The calculator provides a little info on how it works. For me, it was enough. If you have questions, just post here again !

To finish, some piece of advice from my experience: use 2D blocks instead of 1D block (eg: 1616 instead 2561). If you’re out of shared memory (or want to save it), use the texture memory instead of the global one.

Good luck !

How you set these parameters is entirely dependent on your algorithm. Forget about registers and block size choices, etc… at first. The first and foremost thing that determines how you set these parameters is the way you choose to break up your algorithm! The first step is think about your algorithm and come up with ways to break it up into blocks that can run independently. There may be several ways to do this.

Here are a few common patterns that I use.

  1. Lets say we have N array elements and each can be processed independently from the others. The simplest way to index into that is to have each thread handle a single element of the array.
__global__ void process_array(float *in, float *out, int N)

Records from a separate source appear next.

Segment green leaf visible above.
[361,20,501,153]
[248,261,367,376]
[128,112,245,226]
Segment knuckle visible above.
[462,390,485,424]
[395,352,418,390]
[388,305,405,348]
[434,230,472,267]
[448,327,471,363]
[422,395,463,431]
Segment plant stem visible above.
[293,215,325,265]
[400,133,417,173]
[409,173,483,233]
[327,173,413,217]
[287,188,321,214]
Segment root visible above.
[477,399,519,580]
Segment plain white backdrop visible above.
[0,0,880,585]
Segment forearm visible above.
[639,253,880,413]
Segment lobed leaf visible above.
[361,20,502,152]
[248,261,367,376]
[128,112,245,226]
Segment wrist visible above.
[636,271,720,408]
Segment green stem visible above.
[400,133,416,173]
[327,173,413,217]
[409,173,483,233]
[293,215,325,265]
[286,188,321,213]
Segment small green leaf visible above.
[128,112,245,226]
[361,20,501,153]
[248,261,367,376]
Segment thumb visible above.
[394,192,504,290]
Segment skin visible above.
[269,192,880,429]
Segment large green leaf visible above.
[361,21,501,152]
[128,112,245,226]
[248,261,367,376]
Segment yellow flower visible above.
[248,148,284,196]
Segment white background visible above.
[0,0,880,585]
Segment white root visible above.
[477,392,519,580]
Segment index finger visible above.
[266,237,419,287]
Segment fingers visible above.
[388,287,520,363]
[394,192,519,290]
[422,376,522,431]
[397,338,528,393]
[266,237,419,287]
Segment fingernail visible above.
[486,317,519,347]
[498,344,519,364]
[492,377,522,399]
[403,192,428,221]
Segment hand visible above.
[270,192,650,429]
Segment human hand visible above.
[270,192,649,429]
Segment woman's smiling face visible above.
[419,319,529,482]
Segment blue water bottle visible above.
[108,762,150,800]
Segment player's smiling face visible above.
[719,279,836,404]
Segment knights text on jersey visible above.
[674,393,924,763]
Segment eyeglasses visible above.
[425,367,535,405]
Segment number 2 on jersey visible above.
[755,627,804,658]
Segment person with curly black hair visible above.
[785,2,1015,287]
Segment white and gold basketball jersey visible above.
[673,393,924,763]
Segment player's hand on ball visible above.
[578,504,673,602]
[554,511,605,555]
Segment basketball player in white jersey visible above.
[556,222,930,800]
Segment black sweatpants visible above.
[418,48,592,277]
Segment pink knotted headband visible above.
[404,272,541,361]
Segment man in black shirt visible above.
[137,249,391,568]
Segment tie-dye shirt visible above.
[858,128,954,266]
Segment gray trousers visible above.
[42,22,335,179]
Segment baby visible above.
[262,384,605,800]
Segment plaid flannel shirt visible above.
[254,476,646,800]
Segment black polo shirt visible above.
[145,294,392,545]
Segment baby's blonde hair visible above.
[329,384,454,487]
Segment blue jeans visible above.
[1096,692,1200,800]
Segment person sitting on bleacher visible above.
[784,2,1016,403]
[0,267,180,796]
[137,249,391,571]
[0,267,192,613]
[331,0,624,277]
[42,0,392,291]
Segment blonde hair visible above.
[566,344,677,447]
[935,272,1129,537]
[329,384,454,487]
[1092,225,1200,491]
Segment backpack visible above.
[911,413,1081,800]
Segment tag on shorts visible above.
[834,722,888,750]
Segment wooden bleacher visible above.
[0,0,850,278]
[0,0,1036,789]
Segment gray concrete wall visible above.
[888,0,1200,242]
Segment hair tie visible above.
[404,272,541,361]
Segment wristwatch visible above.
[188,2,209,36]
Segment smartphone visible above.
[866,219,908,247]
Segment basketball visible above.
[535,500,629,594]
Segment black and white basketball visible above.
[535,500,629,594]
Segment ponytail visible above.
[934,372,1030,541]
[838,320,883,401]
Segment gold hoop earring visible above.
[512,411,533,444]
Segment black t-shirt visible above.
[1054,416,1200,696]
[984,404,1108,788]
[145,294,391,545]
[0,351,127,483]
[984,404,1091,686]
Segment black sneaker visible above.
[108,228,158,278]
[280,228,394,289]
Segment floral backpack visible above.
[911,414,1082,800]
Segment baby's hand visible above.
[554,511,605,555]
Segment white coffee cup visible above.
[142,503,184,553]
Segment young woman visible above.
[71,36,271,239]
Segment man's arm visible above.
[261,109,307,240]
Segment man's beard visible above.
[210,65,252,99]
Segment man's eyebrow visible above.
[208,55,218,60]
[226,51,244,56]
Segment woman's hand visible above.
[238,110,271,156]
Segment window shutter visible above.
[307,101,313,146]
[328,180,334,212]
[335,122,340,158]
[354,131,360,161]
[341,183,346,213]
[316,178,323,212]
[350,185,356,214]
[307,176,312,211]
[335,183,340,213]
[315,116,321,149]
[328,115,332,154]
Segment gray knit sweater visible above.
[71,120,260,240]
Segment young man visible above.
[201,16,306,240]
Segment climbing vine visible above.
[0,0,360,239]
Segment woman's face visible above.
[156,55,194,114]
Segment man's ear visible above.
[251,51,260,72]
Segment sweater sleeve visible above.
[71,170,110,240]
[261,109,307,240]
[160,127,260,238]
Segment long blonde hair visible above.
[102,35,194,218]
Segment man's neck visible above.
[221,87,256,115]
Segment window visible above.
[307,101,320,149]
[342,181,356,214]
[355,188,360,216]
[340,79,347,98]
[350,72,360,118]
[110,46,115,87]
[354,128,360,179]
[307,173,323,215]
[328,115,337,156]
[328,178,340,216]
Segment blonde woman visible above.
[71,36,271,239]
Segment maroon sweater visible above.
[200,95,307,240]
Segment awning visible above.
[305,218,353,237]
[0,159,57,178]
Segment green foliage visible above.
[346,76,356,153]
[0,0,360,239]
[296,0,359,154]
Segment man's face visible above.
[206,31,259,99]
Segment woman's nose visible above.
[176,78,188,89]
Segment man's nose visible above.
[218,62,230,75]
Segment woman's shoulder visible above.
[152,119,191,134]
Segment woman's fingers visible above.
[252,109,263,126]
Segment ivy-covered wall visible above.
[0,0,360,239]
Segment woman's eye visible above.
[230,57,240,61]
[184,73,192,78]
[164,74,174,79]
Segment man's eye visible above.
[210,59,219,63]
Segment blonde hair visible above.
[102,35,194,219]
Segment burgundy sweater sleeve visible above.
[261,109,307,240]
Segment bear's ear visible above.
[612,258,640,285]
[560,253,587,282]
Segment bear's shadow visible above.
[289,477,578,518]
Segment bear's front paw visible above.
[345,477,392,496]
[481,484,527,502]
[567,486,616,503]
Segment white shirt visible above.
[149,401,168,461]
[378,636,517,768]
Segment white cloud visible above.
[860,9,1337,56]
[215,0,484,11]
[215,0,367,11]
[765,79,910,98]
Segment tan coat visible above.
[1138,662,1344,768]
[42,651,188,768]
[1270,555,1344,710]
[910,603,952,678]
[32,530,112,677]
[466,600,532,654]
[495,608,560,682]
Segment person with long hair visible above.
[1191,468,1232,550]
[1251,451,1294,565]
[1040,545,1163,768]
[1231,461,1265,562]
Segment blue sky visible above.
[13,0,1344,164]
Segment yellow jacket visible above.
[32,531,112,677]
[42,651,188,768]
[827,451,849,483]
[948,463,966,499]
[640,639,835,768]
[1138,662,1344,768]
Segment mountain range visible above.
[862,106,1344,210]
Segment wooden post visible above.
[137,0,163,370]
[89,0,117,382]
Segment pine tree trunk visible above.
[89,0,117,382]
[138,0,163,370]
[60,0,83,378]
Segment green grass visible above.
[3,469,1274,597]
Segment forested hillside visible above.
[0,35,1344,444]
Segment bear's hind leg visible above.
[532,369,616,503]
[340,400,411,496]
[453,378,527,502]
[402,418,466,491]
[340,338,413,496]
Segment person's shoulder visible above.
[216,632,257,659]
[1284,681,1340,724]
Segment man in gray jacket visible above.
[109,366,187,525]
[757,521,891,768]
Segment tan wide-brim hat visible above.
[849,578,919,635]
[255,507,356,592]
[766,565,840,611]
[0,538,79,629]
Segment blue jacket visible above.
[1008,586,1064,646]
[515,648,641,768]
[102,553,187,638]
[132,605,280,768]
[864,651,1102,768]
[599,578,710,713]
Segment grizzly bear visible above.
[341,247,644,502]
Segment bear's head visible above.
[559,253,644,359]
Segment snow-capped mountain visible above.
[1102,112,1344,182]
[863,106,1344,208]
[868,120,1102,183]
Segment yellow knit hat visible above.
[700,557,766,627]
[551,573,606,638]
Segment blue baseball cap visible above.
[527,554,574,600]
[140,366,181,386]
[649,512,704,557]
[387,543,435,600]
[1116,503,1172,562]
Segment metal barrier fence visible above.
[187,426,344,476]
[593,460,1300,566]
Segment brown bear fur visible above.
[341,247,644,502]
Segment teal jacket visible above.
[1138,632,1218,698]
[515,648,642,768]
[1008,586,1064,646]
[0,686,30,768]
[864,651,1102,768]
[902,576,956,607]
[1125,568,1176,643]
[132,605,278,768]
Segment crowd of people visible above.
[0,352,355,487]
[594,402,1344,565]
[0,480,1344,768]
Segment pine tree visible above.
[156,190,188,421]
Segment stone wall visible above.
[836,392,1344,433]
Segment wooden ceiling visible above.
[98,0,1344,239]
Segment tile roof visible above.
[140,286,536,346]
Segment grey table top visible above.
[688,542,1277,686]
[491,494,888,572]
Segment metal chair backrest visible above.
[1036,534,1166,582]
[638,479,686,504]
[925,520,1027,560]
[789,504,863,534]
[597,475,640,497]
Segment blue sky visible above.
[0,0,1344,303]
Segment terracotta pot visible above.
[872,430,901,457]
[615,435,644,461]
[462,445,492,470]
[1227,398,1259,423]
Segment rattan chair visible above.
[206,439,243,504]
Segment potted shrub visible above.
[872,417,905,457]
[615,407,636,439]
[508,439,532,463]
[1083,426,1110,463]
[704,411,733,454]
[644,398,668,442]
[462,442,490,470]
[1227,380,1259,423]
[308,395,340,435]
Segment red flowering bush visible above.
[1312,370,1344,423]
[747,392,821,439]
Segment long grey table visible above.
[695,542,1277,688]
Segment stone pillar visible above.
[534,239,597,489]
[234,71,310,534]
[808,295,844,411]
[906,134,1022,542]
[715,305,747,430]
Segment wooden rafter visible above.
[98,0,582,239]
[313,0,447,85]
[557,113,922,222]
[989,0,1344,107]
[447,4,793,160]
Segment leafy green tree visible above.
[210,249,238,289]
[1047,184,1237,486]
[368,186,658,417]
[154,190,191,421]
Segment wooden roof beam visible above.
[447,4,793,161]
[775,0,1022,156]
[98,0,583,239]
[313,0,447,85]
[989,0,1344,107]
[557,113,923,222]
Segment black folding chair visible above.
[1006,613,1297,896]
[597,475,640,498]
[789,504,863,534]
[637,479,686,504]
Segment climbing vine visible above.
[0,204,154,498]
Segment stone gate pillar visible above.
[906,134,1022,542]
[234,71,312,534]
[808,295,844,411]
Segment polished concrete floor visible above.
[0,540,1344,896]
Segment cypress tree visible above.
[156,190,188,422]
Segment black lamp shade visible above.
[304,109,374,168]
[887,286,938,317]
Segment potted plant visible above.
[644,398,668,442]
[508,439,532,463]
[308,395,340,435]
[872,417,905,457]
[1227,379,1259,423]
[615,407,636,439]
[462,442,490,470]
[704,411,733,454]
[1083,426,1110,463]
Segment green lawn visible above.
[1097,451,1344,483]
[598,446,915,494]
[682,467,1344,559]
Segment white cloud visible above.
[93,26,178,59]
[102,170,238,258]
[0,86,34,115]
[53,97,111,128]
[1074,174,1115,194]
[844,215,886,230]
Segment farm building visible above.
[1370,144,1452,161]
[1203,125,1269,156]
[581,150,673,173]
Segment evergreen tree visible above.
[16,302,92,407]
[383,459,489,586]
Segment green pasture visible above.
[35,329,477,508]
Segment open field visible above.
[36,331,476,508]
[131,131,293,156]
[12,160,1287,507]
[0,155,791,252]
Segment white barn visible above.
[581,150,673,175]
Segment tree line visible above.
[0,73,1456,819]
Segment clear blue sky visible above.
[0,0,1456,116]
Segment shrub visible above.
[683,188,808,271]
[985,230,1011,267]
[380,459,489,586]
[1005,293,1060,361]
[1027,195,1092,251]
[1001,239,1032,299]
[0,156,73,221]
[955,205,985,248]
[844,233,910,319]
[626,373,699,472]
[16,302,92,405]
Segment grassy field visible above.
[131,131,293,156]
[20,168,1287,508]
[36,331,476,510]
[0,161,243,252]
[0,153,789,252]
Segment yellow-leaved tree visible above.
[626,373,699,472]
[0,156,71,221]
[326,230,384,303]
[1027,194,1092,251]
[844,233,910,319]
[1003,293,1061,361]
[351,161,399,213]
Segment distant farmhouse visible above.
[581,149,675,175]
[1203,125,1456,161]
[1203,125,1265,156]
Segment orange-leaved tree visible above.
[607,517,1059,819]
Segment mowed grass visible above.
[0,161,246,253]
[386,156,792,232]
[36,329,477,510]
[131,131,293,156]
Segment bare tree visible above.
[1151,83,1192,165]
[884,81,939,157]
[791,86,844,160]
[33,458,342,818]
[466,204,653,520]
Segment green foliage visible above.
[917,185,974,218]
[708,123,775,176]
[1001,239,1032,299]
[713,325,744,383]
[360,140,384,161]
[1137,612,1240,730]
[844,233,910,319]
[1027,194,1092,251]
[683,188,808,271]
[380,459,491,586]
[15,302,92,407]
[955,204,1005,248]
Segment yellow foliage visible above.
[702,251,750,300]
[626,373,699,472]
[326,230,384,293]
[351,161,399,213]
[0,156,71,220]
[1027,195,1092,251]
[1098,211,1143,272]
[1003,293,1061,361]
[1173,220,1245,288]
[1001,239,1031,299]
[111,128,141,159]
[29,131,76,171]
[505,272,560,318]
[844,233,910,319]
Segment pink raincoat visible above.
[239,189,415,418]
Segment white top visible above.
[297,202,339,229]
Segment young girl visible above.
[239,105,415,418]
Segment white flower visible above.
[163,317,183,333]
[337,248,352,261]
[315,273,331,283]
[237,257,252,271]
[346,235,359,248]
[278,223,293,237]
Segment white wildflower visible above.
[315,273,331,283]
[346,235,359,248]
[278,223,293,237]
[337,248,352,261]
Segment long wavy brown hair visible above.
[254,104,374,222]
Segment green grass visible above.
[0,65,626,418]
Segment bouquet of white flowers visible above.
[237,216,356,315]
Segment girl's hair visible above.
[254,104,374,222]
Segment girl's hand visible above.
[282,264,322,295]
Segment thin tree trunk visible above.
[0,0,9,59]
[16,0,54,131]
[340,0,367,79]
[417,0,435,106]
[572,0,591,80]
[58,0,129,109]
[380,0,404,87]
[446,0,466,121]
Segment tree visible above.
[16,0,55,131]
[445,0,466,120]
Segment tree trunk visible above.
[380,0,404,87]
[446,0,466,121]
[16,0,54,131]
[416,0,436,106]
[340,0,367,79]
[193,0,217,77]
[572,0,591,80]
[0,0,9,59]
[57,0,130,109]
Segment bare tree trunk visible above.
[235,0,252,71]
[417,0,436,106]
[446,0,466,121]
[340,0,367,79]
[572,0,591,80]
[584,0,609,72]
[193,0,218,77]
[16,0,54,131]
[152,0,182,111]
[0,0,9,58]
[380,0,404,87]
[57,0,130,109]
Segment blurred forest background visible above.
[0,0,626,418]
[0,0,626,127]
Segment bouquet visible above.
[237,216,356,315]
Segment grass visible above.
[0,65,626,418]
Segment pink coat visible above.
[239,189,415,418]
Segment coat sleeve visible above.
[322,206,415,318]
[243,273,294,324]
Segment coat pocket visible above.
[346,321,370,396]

int idx = blockIdx.x * blockDim.x + threadIdx.x;

if (idx < N)

    out[idx] = f(in[idx]);


This setup would be run with a grid of (N/BLOCK_SIZE+1,1,1) and a block size of (BLOCK_SIZE,1,1). Choosing BLOCK_SIZE is complicated based on the number of registers and such. I’ve found the easiest way is just to run some benchmarks with every possible block size from 32 to as big as you can run to find the fastest timing.

  1. To illustrate my point about multiple ways to break up a computation. Imagine that a LOT of processing goes into each array element i and that this processing can be done in parallel to some extent. Thus, it may (and I stress MAY) be advantageous to have each BLOCK calculate the value for a single element.
__global__ void process_array(float *in, float *out, int N)

int idx = blockIdx.x;

initialize shared memory by reading in


tmp = parallel processing in block operating on shared memory

if (threadIdx.x = 0)

    out[idx] = tmp;


For this setup, grid would be (N,1,1) and the block size would be (BLOCK_SIZE,1,1). Depending on the parallel algorithm you use to do the calculations, block size may not be a free parameter, it may be determined by the size of your data set or something.

AFTER you have a few ideas and maybe some proof-of-concept code for different ways to arrange your computation into blocks, THEN it is time to start thinking about memory coalescing, divergent warps, shared memory bank conflicts, occupancy and all that other fun stuff. I’ve found that if you obsess about these things too much at first, you can close yourself off to trying an implementation that turns out to be faster (I’m speaking from experience).

If you have questions about how to break a particular type of computations up into blocks, just ask and we’ll be glad to give you some ideas.